DocketNumber: 124
Judges: Eagen, O'Brien, Roberts, Pomeroy, Nix, Manderino, Jones
Filed Date: 3/17/1976
Status: Precedential
Modified Date: 11/13/2024
(concurring).
I agree that the decree appointing the receiver must be vacated, but I cannot join the majority’s justification for its result.
Hogsett v. Thompson, 258 Pa. 85, 101 A. 941 (1917), is not controlling here. In that case, the petitioner seeking the appointment of a receiver was only a contract creditor who had not reduced his claim to judgment. The proper rule, recently stated in Tate v. Philadelphia Transportation Co., 410 Pa. 490, 500, 190 A.2d 316, 321 (1963), is:
“[A] receiver will be appointed only in aid of some recognized, presently existing legal right, and no appointment will be made in a case where a receivership is the sole remedy prayed for.”
Accord, Bowman v. Gum, Inc., 321 Pa. 516, 184 A. 258 (1936); McDougal v. Huntingdon & B.T. Mt. R.R., 294 Pa. 108, 143 A. 574 (1928). Appellees in this case meet both of these requirements. They are judgment creditors and, as such, have a “recognized, presently existing legal right,” and the appointment of a receiver was not the sole remedy sought. A creditor who has reduced his claim to judgment should not be required to also reduce that judgment to a lien before being able to petition for the appointment of a receiver. The majority’s result, which has no support in the case law, denies the hearing court an important procedure with which to protect just
However, in this case, appellants have already levied against the disputed property and their claim to the property is clearly superior to the claims asserted by appellees. The court, in hearings which failed to conform with the Pennsylvania Rules of Civil Procedure a,nd which ignored appellants’ superior claim, appointed a receiver and allowed the property to be taken out of state. Such action puts the appellants’ prospects of satisfying their lien in serious jeopardy if superior liens or other claims were to attach in the foreign jurisdiction.

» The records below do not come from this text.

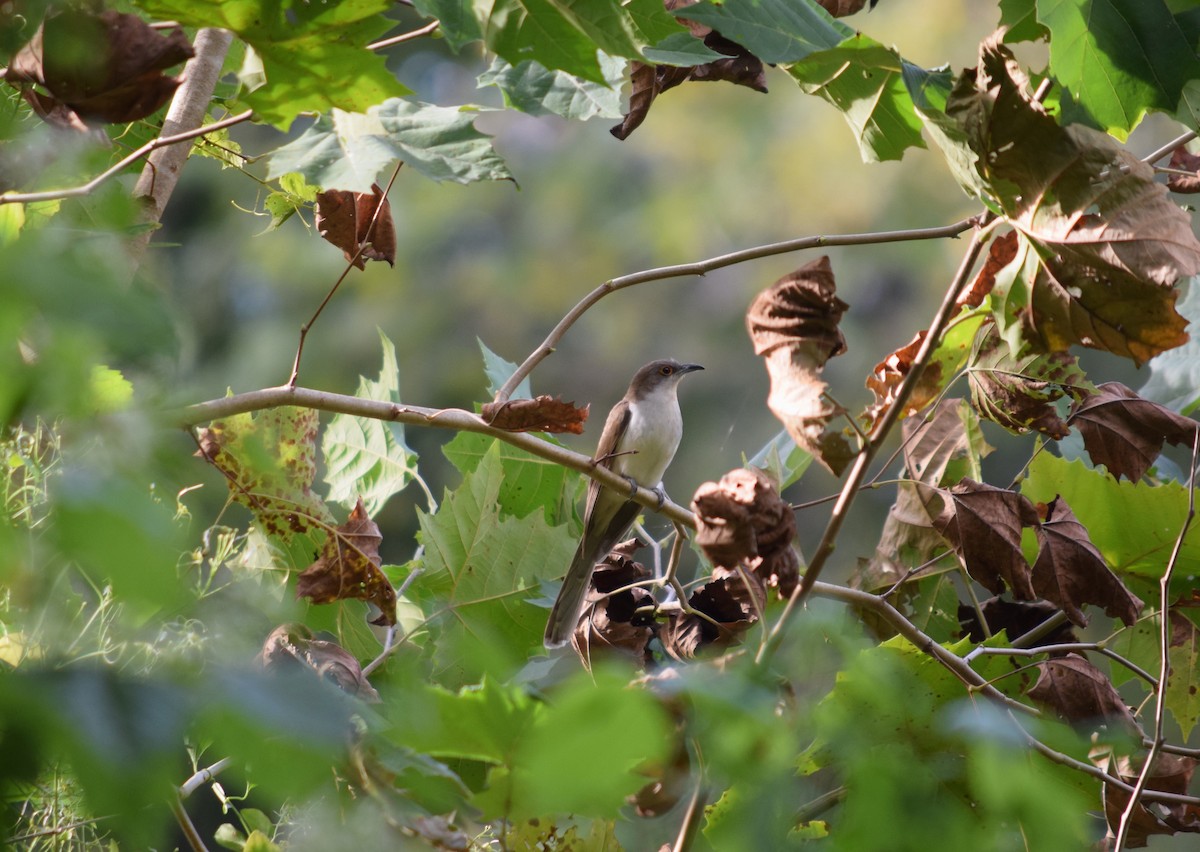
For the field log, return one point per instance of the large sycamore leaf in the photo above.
(480, 569)
(559, 35)
(313, 54)
(1101, 244)
(863, 79)
(348, 150)
(1117, 59)
(1132, 525)
(366, 459)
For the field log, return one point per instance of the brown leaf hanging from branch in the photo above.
(1081, 694)
(793, 325)
(1069, 570)
(1125, 432)
(105, 67)
(345, 219)
(348, 568)
(1019, 393)
(291, 646)
(983, 525)
(1102, 245)
(540, 414)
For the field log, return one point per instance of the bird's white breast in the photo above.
(654, 430)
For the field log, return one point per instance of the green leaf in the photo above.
(365, 457)
(1020, 17)
(1133, 525)
(537, 90)
(774, 30)
(348, 150)
(529, 483)
(480, 570)
(1117, 59)
(781, 459)
(863, 79)
(313, 55)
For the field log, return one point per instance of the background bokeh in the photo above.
(715, 168)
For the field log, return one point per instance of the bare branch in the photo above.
(186, 113)
(701, 268)
(877, 436)
(90, 186)
(1164, 670)
(417, 415)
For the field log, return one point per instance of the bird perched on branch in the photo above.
(640, 438)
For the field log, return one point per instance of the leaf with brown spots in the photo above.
(1019, 393)
(349, 221)
(348, 568)
(105, 67)
(270, 462)
(1125, 432)
(541, 414)
(983, 523)
(793, 325)
(1069, 570)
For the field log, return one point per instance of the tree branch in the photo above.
(415, 415)
(186, 113)
(701, 268)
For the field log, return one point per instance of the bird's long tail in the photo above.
(569, 605)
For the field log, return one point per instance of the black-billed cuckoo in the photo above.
(640, 438)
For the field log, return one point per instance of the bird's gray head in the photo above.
(657, 375)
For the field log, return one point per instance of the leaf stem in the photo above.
(700, 268)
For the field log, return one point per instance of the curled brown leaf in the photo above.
(793, 325)
(348, 568)
(540, 414)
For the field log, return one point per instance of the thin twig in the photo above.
(203, 777)
(1164, 670)
(879, 433)
(349, 264)
(405, 36)
(414, 415)
(1155, 156)
(90, 186)
(701, 268)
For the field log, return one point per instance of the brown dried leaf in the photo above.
(1183, 161)
(1126, 432)
(348, 568)
(743, 521)
(102, 67)
(1019, 393)
(293, 645)
(793, 325)
(541, 414)
(1015, 618)
(647, 82)
(1168, 774)
(613, 622)
(983, 523)
(1102, 244)
(1081, 694)
(1069, 570)
(345, 219)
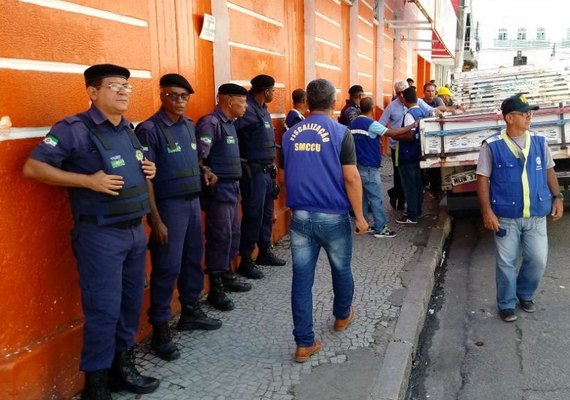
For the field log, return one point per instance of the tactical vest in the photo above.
(257, 141)
(368, 150)
(224, 159)
(408, 152)
(177, 167)
(121, 153)
(313, 172)
(506, 183)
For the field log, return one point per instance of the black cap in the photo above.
(175, 80)
(263, 82)
(355, 89)
(100, 71)
(232, 89)
(518, 102)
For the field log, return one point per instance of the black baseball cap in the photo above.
(518, 102)
(176, 80)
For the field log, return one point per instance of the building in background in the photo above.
(45, 45)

Although the appointment of a receiver is a discretionary remedy, it should be “exercised sparingly, with caution and circumspection, and only in an extreme case, under circumstances as demand or require summary relief.” Tate v. Philadelphia Transportation Co., supra 410 Pa. at 500, 190 A.2d at 321; see Waddell & Shriber, 465 Pa. 20, 33, 348 A.2d 96, 102 (1975). As we stated in Waddell:
“We have in a number of cases discussed guideposts to aid a court in determining whether a receiver should be appointed. ‘[C]ourts will not appoint receivers where there is well-founded suspicion it would be followed by serious injustice or injury to the rights of all parties interested. The court, before any appointment is made, will act with the utmost caution. Receivers will not be appointed unless the chancellor is convinced the right is free from doubt, the loss irreparable, with no adequate legal remedy, and the relief sought is necessary. . . . Illustrating these general principles, a receivership will not be granted where it will work irreparable injury to the rights and interests of others and greater injury will probably result from the appointment than if none were made, or where the appointment will do no good.’ ”
Here, the court abused its discretion by appointing a receiver without adequately protecting the rights of appellants. Perhaps, because of the unique nature of the property, a New York sale may offer an equitable solution. The court should not be barred from taking such action if, after a proper hearing with proper protections for all creditors, it is found to be warranted. The majority, using an artificial procedural rule, denies the court even the possibility of such a solution. I believe this is an unjustified limitation on the court’s equitable powers and may be detrimental to the best interests of creditors.